You may not realize that your hub is loose for some time. However, your riding will probably feel “off” – cornering becomes sloppy and descents feel sketchy. On the rear wheel, shifting may be off. You may also feel or hear a “clunk” that seems to be coming from your suspension (fork or shock). You may find that tightening your quick release skewers seems to help temporarily, but the problems quickly return…

Often, this is a sign that your wheel hub is loose. When the hub is loose, the wheel bearings can move from side to side, whether they are ball or cartridge bearings. Even though this is only a small amount of movement, the distance to the rim amplifies the wobble.

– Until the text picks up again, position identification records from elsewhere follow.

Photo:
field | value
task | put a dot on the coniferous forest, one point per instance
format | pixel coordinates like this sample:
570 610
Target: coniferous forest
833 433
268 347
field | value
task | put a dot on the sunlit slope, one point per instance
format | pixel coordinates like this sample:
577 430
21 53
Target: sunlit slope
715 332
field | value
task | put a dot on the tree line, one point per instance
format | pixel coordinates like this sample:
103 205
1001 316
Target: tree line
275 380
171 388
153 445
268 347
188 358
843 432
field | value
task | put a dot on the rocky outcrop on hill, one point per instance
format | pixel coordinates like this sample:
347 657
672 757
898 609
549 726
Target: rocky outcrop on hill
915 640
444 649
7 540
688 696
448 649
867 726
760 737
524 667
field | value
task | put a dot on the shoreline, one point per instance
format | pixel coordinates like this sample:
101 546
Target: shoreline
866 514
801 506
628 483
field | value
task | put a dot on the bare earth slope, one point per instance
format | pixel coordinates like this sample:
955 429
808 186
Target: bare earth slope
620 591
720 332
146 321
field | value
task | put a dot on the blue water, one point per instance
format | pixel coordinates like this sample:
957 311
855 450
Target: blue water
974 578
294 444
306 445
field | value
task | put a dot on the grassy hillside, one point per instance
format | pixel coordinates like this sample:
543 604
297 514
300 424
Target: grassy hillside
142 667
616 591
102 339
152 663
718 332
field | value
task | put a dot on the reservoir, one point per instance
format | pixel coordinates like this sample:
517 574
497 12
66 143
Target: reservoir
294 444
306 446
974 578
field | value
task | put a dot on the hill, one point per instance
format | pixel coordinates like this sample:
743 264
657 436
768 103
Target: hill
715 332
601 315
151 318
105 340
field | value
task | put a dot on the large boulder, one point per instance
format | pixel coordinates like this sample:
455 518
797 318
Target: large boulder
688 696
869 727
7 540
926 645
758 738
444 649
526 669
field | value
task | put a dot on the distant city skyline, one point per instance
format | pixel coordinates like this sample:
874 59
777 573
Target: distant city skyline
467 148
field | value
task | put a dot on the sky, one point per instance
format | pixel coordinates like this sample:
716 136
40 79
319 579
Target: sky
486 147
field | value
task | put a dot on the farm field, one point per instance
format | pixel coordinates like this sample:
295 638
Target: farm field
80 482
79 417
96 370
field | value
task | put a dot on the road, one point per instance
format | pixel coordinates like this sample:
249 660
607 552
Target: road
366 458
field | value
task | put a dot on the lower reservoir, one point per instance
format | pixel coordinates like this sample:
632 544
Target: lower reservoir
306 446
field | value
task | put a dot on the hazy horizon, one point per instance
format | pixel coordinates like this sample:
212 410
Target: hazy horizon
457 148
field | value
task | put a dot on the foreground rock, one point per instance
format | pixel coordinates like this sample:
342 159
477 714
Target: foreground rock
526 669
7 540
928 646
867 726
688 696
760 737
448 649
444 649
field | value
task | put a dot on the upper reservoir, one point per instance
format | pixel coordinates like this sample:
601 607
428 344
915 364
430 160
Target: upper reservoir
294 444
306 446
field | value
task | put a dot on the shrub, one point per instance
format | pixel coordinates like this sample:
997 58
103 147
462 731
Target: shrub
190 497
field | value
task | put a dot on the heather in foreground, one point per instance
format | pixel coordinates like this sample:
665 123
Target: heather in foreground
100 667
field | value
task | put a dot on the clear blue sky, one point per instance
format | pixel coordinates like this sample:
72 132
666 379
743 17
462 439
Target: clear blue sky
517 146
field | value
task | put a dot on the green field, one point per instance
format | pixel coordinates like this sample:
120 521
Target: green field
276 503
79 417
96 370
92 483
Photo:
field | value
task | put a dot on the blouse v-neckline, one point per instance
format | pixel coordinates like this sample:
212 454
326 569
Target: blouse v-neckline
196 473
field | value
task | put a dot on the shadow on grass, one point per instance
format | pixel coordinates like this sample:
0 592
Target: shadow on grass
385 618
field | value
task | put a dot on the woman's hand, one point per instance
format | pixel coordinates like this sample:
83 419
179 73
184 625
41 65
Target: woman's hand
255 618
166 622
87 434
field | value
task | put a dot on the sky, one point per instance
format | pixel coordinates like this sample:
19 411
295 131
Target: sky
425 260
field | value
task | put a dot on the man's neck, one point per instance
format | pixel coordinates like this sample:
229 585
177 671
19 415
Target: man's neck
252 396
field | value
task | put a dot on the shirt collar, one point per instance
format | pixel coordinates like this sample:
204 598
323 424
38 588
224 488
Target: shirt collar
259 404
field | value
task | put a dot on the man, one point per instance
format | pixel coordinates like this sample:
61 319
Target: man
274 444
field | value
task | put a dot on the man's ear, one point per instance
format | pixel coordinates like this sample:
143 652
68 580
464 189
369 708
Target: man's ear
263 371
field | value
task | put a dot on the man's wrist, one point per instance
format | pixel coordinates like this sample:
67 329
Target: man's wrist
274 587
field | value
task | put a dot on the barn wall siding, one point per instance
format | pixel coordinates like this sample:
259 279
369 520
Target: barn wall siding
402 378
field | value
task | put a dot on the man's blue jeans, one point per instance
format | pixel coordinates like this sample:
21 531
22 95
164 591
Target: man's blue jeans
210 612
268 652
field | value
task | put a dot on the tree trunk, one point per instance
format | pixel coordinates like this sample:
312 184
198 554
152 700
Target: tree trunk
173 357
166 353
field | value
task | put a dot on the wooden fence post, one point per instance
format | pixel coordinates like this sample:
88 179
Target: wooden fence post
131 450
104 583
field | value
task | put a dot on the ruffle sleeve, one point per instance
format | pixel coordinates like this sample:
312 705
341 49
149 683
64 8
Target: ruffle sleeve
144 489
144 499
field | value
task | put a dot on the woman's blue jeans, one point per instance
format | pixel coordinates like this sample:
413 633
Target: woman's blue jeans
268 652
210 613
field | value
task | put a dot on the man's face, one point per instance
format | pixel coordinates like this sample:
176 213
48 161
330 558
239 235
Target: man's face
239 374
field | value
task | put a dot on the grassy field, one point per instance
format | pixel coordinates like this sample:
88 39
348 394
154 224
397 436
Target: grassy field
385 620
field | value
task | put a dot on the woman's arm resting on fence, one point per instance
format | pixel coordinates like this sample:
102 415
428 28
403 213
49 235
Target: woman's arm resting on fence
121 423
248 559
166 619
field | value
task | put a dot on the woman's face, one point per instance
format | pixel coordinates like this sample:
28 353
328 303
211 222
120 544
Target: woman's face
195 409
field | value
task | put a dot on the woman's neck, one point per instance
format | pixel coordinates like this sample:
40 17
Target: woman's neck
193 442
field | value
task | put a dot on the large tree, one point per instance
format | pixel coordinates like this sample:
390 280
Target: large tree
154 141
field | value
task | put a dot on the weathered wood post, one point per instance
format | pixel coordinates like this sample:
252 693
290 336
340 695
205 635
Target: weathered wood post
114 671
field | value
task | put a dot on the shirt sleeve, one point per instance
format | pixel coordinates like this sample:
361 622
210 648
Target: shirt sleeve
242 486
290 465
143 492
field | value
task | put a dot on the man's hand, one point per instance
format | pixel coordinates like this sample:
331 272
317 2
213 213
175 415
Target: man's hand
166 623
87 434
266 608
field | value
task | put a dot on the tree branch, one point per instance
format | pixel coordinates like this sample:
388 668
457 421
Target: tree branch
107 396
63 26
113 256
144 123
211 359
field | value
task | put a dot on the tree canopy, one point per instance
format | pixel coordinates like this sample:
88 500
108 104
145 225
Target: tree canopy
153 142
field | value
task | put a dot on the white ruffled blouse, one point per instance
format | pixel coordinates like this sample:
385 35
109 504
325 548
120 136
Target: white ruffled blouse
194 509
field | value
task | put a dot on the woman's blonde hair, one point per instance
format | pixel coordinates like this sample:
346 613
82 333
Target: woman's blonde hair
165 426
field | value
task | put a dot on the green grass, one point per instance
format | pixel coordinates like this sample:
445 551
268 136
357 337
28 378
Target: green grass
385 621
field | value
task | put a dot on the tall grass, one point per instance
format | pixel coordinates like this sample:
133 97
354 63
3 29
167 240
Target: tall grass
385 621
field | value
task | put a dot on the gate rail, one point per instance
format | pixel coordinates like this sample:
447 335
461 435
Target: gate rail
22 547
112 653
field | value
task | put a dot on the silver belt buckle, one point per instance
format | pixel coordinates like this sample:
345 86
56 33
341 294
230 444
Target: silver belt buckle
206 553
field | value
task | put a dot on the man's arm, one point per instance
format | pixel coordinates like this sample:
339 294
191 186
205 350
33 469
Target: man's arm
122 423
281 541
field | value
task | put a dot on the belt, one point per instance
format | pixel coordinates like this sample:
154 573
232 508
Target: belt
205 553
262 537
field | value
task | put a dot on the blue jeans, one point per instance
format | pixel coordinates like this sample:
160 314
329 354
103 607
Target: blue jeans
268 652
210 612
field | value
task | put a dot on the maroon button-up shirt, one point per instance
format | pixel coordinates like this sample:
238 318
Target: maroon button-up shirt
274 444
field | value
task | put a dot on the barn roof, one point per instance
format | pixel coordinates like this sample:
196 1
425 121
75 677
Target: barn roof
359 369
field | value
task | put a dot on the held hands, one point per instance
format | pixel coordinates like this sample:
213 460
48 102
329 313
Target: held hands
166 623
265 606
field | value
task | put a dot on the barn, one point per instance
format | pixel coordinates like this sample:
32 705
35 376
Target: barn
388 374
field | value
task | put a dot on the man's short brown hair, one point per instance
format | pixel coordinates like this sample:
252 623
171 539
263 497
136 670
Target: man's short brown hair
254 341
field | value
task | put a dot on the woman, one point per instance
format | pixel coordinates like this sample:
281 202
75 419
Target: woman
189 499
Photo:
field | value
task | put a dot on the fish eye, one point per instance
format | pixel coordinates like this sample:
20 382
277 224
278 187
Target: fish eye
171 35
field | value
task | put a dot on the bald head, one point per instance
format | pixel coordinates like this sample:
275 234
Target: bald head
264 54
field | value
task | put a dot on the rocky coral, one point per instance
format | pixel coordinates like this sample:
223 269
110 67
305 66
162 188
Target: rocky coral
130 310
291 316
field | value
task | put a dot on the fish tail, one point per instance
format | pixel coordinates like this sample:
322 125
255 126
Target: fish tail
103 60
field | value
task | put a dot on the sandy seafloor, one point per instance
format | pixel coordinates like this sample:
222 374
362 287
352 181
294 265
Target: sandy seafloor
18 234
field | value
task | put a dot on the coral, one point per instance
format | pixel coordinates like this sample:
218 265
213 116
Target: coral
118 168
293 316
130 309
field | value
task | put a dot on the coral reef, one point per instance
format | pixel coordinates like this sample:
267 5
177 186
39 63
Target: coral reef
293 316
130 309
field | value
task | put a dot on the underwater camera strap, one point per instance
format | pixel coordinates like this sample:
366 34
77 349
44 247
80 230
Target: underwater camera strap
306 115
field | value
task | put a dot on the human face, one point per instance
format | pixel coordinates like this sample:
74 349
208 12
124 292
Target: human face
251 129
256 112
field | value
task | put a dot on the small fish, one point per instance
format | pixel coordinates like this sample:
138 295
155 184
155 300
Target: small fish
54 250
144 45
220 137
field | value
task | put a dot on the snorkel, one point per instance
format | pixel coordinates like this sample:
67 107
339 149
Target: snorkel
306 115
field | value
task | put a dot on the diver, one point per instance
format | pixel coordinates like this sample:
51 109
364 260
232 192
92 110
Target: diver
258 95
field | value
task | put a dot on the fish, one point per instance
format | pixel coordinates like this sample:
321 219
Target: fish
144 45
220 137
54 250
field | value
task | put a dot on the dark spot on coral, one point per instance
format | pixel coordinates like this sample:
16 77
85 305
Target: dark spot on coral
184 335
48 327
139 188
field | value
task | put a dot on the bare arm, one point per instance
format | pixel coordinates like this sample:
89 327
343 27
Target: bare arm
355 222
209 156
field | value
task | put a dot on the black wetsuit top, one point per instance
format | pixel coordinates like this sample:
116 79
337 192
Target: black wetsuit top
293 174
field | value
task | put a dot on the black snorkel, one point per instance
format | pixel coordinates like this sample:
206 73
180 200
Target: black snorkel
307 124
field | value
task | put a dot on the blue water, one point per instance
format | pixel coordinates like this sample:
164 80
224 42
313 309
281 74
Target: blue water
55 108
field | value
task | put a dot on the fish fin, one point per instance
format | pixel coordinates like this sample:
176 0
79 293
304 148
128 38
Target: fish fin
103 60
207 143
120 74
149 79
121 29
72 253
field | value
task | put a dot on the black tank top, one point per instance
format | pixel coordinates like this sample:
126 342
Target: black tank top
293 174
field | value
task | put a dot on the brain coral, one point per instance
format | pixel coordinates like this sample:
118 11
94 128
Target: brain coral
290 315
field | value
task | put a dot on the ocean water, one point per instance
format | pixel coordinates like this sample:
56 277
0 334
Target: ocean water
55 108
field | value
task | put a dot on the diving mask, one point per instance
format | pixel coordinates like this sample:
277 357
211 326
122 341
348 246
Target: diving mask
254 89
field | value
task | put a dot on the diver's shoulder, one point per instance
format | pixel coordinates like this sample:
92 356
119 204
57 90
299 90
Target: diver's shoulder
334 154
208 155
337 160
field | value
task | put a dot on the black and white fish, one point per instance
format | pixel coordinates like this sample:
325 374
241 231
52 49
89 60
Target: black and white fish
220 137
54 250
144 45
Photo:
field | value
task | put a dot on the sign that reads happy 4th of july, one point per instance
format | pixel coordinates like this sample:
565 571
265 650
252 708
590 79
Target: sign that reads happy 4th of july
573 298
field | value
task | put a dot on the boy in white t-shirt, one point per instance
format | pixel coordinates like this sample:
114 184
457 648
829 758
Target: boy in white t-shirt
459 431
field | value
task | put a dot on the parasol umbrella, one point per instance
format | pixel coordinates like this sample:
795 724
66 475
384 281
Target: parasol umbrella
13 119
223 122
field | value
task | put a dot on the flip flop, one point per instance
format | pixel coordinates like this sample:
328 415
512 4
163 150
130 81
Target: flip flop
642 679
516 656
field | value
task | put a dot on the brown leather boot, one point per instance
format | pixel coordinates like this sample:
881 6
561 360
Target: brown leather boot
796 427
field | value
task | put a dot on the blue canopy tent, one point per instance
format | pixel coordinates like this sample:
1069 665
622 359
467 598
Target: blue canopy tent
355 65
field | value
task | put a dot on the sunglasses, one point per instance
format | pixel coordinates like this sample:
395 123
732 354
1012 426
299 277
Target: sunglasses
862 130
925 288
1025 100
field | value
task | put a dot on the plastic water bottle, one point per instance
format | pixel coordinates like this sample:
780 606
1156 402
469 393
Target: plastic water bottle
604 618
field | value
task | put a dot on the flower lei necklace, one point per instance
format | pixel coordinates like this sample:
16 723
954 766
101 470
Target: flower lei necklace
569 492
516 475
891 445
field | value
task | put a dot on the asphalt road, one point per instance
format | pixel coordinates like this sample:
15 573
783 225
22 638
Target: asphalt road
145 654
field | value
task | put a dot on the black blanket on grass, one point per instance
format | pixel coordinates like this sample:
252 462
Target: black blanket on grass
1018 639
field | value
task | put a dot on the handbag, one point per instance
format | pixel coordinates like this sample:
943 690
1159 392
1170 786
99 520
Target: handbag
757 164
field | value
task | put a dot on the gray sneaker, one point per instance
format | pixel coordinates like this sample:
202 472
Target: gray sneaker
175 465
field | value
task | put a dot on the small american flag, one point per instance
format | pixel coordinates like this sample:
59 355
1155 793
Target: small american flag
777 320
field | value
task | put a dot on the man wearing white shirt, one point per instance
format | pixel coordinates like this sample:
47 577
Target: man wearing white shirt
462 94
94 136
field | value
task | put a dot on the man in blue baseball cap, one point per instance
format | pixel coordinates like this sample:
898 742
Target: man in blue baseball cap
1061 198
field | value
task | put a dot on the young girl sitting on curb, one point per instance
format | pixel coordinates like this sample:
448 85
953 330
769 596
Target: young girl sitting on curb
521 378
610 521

Hold your bike steady, grab the wheel at its highest point and move it from side to side. If it moves at all, sometimes with a clunking noise, your hub is loose.

If your hub has press-fit cartridge bearings, it might not have any way of adjusting the hub tension. In that case, you need new bearings.

For all other loose hubs, you must tighten the bearings back down. However, it’s easy to overdo this tightening and end up with a wheel that doesn’t spin freely, causing premature bearing wear.

Hubs are normally tightened using cone nuts. “Cone” refers to “cup and cone” – the two pieces that loose bearings sit in. Even with the move to cartridge bearings, the nuts are often still called the same thing. On some wheels (Mavic, among others), the nut may not even look like a nut – it may be a flat disk with holes in it that a pin spanner fits into.

What you are looking for is a pair of nuts on the axle near where the spokes attach to the hub. They will be thin and typically are placed side by side – the outer nut “locks” the inner nut in place.

The trick is to loosen off the outer nut, tighten down the inner nut, and then re-tighten the outer nut without moving the inner nut at all. On the trail with nothing but a big fat crescent wrench, this is going to be a curse-worthy task. If your wheels have a different system (such as the Mavic one described above), you will most likely need to improvise a tool from Allen wrenches or a screwdriver. These systems often have no lock nut.

As one hub manufacturer puts it, “The correct amount of play is just slightly more than no play.” Or, in real terms, tighten the cone nuts and then spin the wheel while holding the hub axle in both hands. You should feel no grinding or binding, but you should also feel no wobble. This is normally the equivalent of tightening the cone completely and then backing it off between one sixteenth and one eighth of a turn, but it will depend from hub to hub.

Tip: If you realize that your bearings have been loose for a while it may be time for a hub rebuild. With any luck, you won’t have scored the bearing race inside the hub.

Tip: Some front hubs are press-fit. They use cartridge bearings behind push-in axle end caps and rely on the quick release skewer to hold them in place. If your hub has no cone nuts or other adjusting mechanisms and your wheel is wobbling, it’s probably time for new cartridge bearings. Luckily, it is unlikely that worn cartridge bearings will do any lasting damage to other components so feel free to ride out.